Aim: The aim of the present study is to provide, in a large cohort of patients, a description of the left atrium (LA) and pulmonary veins (PV) anatomy in relation to ablation outcome.

Background: The role of LA imaging, assessed before transcatheter ablation of atrial fibrillation (AF), is unknown.

Methods: 330 patients referred for transcatheter ablation of AF (paroxysmal 62.7%; persistent 25.5%; long-standing 11.8%) underwent contrast-enhanced magnetic resonance imaging (MRI) before the procedure. Transcatheter ablation was performed aiming to AF interruption and/or absence of inducibility. Patients were followed clinically, by ECG, and 24-hour Holter ECG at 1-3-6-12-18-24 months.

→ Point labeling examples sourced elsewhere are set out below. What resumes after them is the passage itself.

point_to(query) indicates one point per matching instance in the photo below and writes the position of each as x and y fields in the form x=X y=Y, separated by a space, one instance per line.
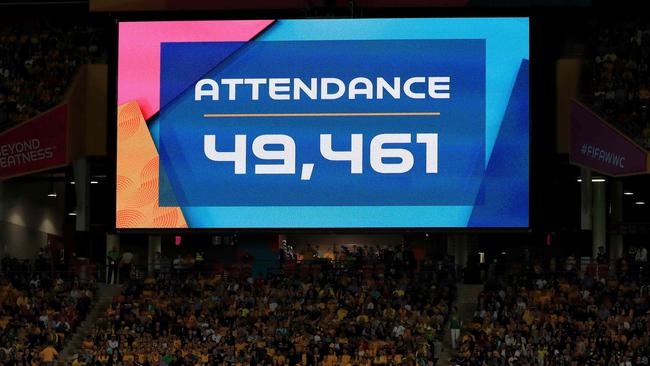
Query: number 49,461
x=285 y=158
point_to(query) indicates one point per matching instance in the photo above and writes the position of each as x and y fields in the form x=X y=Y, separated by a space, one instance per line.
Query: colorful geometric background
x=504 y=200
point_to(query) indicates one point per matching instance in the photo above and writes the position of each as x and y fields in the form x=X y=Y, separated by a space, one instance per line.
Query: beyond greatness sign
x=35 y=145
x=327 y=123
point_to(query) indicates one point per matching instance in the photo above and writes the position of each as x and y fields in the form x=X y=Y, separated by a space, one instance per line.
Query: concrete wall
x=27 y=215
x=326 y=244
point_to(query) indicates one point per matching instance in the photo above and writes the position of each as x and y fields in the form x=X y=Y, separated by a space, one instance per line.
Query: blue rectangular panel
x=248 y=106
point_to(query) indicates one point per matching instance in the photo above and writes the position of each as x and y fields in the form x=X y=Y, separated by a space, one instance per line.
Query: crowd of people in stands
x=551 y=319
x=618 y=82
x=336 y=317
x=38 y=60
x=38 y=313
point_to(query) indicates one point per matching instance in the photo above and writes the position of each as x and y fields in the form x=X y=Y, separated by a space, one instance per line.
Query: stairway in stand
x=466 y=303
x=105 y=295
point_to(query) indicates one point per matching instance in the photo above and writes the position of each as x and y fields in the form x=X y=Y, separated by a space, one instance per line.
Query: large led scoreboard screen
x=365 y=123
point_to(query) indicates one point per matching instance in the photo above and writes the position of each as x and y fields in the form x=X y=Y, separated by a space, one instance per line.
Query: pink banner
x=598 y=146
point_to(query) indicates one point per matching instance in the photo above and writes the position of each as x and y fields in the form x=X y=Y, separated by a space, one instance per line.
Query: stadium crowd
x=559 y=319
x=618 y=82
x=37 y=315
x=336 y=317
x=38 y=60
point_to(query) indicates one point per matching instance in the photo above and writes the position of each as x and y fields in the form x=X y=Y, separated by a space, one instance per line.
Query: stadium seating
x=38 y=60
x=559 y=319
x=338 y=317
x=617 y=80
x=37 y=316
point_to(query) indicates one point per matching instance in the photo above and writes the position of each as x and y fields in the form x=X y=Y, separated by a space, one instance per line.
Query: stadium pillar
x=615 y=217
x=81 y=168
x=457 y=246
x=112 y=242
x=599 y=217
x=585 y=199
x=154 y=247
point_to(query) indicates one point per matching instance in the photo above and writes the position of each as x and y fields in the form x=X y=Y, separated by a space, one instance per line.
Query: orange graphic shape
x=138 y=176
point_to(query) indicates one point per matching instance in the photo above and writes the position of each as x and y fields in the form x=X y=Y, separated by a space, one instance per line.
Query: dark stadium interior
x=80 y=284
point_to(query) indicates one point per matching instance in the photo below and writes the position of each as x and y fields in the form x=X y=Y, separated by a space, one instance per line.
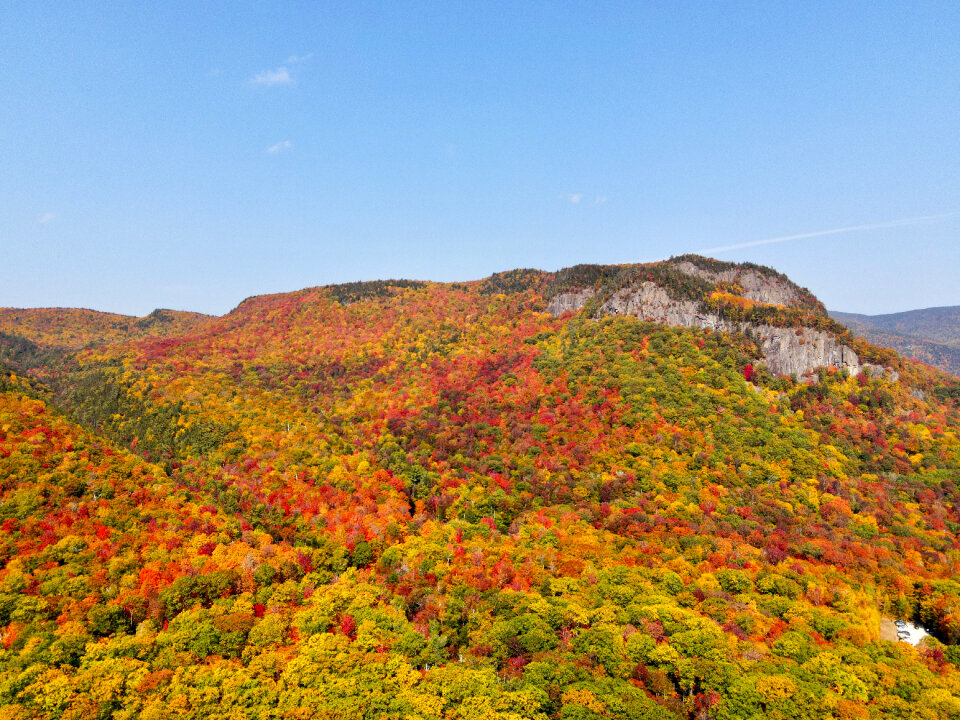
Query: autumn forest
x=403 y=499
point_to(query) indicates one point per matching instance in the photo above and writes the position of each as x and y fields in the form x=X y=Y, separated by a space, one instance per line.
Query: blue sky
x=188 y=155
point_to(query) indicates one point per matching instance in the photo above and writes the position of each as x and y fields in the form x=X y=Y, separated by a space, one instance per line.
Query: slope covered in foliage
x=438 y=501
x=73 y=329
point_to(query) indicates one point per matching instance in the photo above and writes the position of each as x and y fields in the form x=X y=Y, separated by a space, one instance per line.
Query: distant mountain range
x=931 y=335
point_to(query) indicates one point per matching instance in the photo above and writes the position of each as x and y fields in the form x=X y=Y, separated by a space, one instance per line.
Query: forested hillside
x=413 y=499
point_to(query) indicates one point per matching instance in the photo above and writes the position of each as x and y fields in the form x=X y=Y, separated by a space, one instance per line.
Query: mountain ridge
x=442 y=501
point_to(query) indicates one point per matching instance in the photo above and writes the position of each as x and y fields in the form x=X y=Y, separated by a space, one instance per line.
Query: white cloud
x=833 y=231
x=294 y=59
x=269 y=78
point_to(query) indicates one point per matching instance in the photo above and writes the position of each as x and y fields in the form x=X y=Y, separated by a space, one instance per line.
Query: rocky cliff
x=785 y=350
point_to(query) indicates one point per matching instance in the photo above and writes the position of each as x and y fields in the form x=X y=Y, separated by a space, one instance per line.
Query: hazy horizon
x=169 y=155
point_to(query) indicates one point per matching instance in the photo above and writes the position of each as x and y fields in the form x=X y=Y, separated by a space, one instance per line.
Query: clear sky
x=190 y=154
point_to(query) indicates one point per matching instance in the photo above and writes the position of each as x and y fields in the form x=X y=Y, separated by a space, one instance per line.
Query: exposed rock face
x=651 y=302
x=563 y=302
x=785 y=350
x=800 y=350
x=756 y=286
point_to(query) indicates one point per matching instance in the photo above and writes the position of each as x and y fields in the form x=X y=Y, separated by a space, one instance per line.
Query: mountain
x=931 y=335
x=593 y=493
x=73 y=328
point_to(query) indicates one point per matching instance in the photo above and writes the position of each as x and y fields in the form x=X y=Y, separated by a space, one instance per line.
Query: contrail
x=834 y=231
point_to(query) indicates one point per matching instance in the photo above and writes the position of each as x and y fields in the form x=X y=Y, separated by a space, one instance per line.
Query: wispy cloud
x=833 y=231
x=270 y=78
x=279 y=147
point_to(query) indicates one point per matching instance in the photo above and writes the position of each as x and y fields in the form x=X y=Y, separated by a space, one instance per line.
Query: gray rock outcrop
x=756 y=285
x=564 y=302
x=785 y=350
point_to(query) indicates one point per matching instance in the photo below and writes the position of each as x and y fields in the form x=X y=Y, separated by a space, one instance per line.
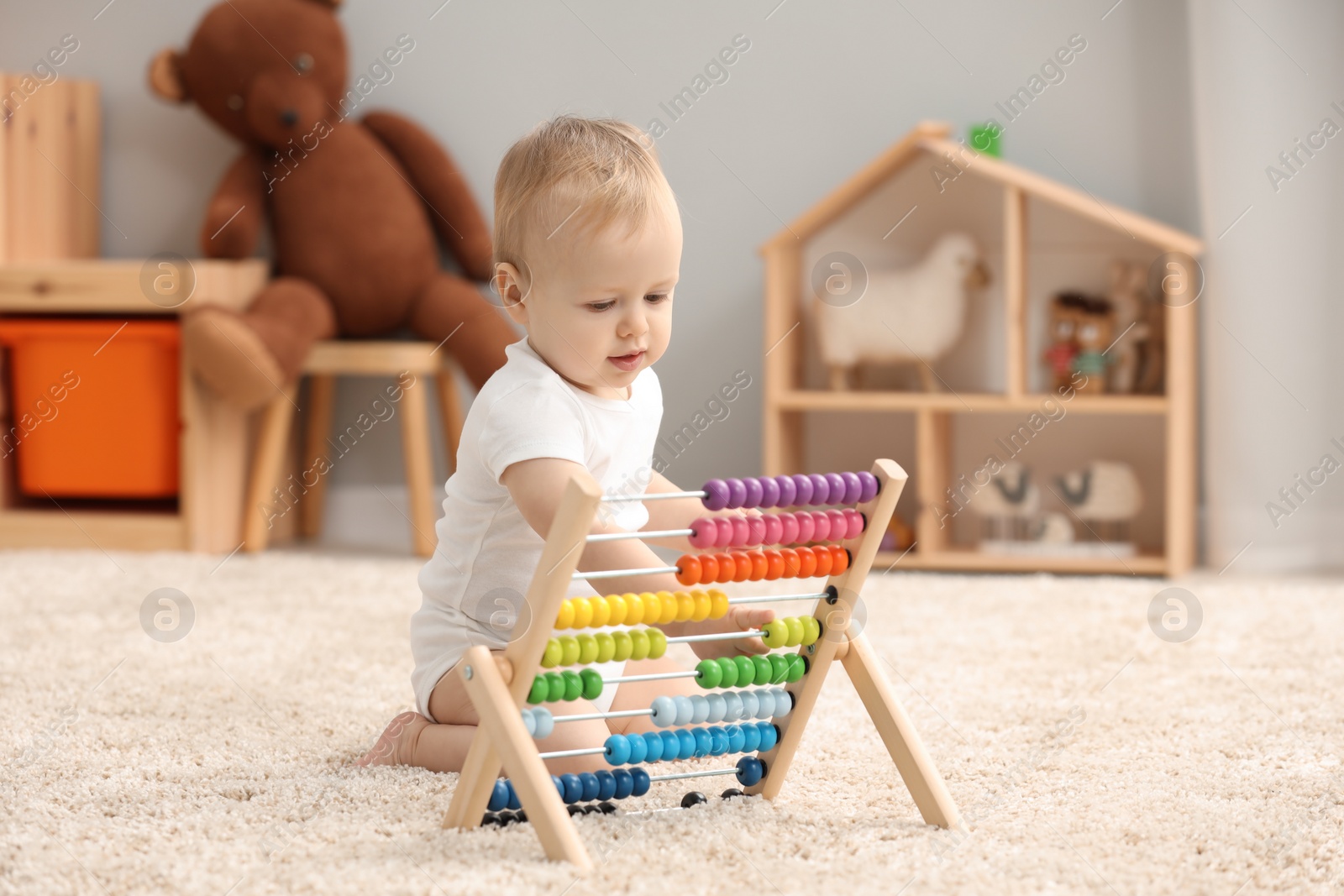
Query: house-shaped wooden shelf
x=1038 y=238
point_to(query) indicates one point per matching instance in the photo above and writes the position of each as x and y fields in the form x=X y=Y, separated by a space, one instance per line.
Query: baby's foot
x=396 y=741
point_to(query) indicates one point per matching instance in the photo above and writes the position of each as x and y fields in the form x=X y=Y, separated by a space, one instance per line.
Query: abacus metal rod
x=617 y=574
x=694 y=774
x=656 y=533
x=658 y=496
x=721 y=636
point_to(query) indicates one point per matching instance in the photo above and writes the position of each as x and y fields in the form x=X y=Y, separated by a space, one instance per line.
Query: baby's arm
x=537 y=486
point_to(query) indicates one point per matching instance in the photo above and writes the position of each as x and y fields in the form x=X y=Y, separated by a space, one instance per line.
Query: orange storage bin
x=93 y=406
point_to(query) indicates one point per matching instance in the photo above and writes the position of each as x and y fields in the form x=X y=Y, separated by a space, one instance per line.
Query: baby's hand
x=738 y=618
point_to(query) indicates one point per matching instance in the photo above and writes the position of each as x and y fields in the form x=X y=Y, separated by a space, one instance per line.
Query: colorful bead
x=555 y=687
x=709 y=674
x=870 y=486
x=746 y=671
x=664 y=712
x=499 y=795
x=573 y=685
x=588 y=649
x=703 y=533
x=658 y=644
x=718 y=604
x=638 y=644
x=624 y=783
x=615 y=609
x=699 y=710
x=730 y=672
x=709 y=569
x=616 y=750
x=750 y=738
x=820 y=490
x=671 y=746
x=652 y=746
x=638 y=748
x=853 y=488
x=685 y=606
x=539 y=691
x=803 y=488
x=605 y=647
x=564 y=618
x=573 y=788
x=750 y=705
x=837 y=488
x=718 y=705
x=754 y=492
x=689 y=570
x=642 y=782
x=702 y=606
x=732 y=705
x=749 y=772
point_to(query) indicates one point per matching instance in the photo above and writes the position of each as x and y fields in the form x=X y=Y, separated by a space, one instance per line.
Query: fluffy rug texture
x=1086 y=752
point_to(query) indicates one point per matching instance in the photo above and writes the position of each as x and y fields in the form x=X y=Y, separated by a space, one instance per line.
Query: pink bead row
x=776 y=528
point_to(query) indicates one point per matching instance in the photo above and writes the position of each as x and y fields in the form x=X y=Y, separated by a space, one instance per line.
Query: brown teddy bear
x=353 y=206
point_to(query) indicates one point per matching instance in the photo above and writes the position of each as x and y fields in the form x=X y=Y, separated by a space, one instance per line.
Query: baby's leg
x=414 y=741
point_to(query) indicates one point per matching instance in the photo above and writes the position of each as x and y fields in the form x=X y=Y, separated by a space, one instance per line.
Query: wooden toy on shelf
x=906 y=315
x=765 y=700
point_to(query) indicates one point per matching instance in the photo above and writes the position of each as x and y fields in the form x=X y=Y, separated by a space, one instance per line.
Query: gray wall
x=823 y=89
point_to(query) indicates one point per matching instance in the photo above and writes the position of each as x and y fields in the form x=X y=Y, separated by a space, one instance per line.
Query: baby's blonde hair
x=584 y=174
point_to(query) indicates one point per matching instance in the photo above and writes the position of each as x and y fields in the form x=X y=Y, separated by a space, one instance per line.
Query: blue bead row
x=689 y=743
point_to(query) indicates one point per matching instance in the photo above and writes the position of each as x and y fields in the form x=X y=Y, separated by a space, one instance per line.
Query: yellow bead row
x=648 y=609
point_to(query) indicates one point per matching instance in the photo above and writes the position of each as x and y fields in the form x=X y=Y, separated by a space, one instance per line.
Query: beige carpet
x=1092 y=755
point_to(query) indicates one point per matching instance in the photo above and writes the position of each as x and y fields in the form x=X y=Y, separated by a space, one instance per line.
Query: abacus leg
x=917 y=768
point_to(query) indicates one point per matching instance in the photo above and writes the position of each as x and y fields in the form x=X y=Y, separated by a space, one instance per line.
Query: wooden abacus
x=501 y=687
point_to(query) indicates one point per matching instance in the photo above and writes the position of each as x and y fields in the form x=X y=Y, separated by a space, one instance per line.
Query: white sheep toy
x=1105 y=496
x=1008 y=503
x=907 y=315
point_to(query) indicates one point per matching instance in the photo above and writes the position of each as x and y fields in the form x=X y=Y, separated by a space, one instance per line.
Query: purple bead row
x=800 y=490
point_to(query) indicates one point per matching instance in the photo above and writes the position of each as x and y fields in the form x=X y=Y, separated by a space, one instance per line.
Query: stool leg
x=266 y=459
x=450 y=409
x=322 y=391
x=418 y=468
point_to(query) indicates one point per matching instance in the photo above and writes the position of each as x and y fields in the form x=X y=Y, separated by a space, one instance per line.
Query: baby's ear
x=165 y=76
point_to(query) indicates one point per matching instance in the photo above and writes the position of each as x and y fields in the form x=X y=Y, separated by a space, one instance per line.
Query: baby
x=588 y=248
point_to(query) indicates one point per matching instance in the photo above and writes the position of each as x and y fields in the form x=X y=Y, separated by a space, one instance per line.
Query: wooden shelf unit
x=214 y=437
x=788 y=402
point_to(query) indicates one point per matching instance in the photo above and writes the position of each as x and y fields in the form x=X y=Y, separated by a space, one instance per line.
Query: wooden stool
x=326 y=362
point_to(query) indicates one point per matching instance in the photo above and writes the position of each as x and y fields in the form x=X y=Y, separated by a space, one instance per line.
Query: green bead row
x=554 y=687
x=743 y=671
x=792 y=631
x=586 y=649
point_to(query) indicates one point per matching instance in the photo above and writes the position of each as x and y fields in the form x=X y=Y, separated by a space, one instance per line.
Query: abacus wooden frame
x=499 y=688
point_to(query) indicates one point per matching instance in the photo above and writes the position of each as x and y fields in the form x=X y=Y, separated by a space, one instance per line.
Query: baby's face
x=600 y=308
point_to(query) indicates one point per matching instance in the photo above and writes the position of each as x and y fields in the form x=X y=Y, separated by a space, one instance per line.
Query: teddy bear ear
x=165 y=76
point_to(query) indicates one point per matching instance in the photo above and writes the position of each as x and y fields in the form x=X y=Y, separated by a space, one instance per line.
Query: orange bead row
x=754 y=566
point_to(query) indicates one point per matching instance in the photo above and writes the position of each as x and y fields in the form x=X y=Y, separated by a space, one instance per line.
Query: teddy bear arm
x=235 y=211
x=432 y=170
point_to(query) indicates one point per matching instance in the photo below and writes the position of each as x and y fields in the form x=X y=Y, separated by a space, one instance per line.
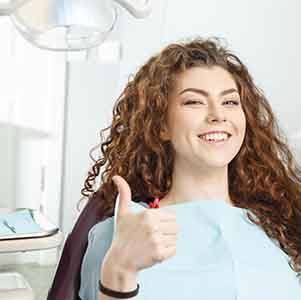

Results: The MRI preceding the procedure depicted a typical PV branching pattern, two left and two right, in 130 (39.4%) patients; 117 (35.4%) presented common left trunk (short and long) and 75 (22.7%) at least one accessory PV. Mean atrial volume was 142.0 +/- 48.5 ml. The ablation procedure resulted successful, after 15.6 +/- 7.2 months follow-up, in 174 (52.7%) patients. PV branching pattern did not relate (P = 0.304) to ablation outcome. A multiple Cox proportional hazard model, adjusted for potential confounders, proved that only LA volume was independently related to ablation outcome (HR 1.007, 95% CI 1.003-1.011; P = 0.001). A LA cut-off volume of 135 ml emerged as a significant predictor of ablation failure (ROC curve area 0.651, 95% CI 0.591-0.710; P < 0.001).

Conclusions: Less than half of the patients referred for transcatheter AF ablation present a typical PV branching pattern; the PV branching pattern, however, does not affect ablation outcome. LA volume strongly predicts AF ablation outcome.